三五は、自動車部品などを製造するサプライヤー。同社で約50年にわたり利用してきた基幹システムは、長年の運用により個別に最適化が進み、老朽化も相まって保守が限界に達していた。また、システム上のデータが一元管理されておらず、経営判断に十分に活用できていない課題も抱えていた。さらに、旧来のシステム構造を理解できる人材が減少しており、変化の激しい自動車業界において業務継続への不安が高まっていた。
こうした課題を解決するため、三五は新たな基盤としてクラウドERPへの移行を決断した。導入にあたっては、製造業のシステム構築に知見を持つコベルコシステムの支援を受け、10年先を見据えた業務標準モデルの構築を目指した。
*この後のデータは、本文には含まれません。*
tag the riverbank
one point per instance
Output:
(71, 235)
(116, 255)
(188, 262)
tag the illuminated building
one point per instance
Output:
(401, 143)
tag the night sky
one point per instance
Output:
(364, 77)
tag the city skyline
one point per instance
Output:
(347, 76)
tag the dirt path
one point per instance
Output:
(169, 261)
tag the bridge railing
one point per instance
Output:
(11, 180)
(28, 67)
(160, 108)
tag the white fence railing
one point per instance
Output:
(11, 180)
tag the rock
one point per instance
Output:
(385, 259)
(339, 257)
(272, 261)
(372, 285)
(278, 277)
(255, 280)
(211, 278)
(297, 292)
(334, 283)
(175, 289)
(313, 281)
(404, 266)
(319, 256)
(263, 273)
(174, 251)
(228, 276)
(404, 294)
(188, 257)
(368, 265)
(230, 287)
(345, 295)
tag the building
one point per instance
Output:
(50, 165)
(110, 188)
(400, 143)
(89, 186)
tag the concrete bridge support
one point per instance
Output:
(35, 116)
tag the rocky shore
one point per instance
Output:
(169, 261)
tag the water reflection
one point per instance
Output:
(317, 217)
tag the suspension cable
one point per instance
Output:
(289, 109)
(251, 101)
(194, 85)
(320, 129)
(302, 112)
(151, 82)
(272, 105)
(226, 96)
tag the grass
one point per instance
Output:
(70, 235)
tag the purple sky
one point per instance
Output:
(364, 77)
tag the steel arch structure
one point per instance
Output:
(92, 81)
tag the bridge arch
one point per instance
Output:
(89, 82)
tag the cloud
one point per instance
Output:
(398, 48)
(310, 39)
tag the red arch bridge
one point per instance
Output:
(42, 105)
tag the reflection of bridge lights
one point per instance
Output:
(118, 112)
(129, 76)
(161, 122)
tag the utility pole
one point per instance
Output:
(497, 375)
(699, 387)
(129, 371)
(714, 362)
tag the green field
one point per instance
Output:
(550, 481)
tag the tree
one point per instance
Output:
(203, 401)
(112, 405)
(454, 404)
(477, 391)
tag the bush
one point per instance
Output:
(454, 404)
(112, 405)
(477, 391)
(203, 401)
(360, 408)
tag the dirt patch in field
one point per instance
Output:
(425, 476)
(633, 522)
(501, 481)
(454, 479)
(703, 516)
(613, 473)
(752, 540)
新システムの稼働により、ERPがクラウド化されたことで保守性が向上し、常に最新の機能を活用できる環境が整った。手作業に依存していた業務をシステムに取り込むことで業務効率が改善され、内部統制上のリスク低減にもつながっている。最大の成果として、データの一元管理が実現したことが挙げられる。経営層から現場担当者までが同一のデータを共有できるようになったため、迅速かつ的確な意思決定が可能になった。
三五は今回の基幹システム刷新により、目指すべき姿であるスマートファクトリー化や高度なデータ活用のための基盤を確立した。今後は、コベルコシステムの継続的な支援のもと、経営計画に掲げる「IT基盤の再構築と業務プロセスの改革」をさらに推進していく方針だ。